The US Dollar (USD) is currently trading near its lows for Thursday after earlier gains in Asian trading. This reversal comes despite initial optimism sparked by the hawkish tone of the FOMC minutes released Wednesday.
Market Reaction to FOMC Minutes:
- Initial Safe-Haven Bid: The FOMC minutes initially spooked markets, leading to a flight to safety and a temporary rise in the USD’s value.
- Waning Risk Aversion: However, this risk aversion sentiment faded as positive earnings reports, like Nvidia’s, failed to trigger a broader risk-on rally.
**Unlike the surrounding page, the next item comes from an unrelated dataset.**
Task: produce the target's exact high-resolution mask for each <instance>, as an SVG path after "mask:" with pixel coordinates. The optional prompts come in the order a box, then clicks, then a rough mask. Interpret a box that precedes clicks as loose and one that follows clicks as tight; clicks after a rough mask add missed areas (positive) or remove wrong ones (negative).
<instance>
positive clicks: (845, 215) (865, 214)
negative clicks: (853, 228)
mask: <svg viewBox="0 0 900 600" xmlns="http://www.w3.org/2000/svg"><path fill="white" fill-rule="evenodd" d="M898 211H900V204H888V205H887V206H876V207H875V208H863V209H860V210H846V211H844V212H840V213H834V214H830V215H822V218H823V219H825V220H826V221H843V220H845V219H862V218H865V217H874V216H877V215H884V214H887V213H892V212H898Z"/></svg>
The Chinese semiconductor index even declined in Asian trading.
Upcoming Economic Data:
- Focus on PMI: The release of PMI data for May from Europe, the UK, and the US will be a key event today, providing insights into economic activity across these regions and potentially impacting currency valuations.
- US Jobless Data: Weekly US jobless claims numbers will also be released, offering clues on the health of the US labor market.
- Fed Activity Indicators: Additional Fed activity indicators might further influence market sentiment towards the US Dollar.
Technical Analysis (USD Index – DXY):
- Attempted Rally Stalls: The DXY attempted to climb towards 105.00 but faltered before reaching that level.
- Concerns Over Inflation: The hawkish tone of the FOMC minutes regarding inflation initially boosted the USD, but this effect seems temporary.
- Disinflation Back on Track?: Recent data suggests that disinflation might be progressing, potentially leading to a weaker USD.
- Resistance and Support: On the upside, resistance lies at 105.12 and 105.52. Conversely, support is found at the 100-day SMA (104.25) and potentially 104.11 and 103.00 if the decline continues.
The USD’s direction will likely hinge on the upcoming economic data and any further signals regarding the Fed’s monetary policy stance. The PMI figures and jobless claims could influence the USD’s value relative to other currencies. Keep an eye on these data releases and any Fed pronouncements for further insights.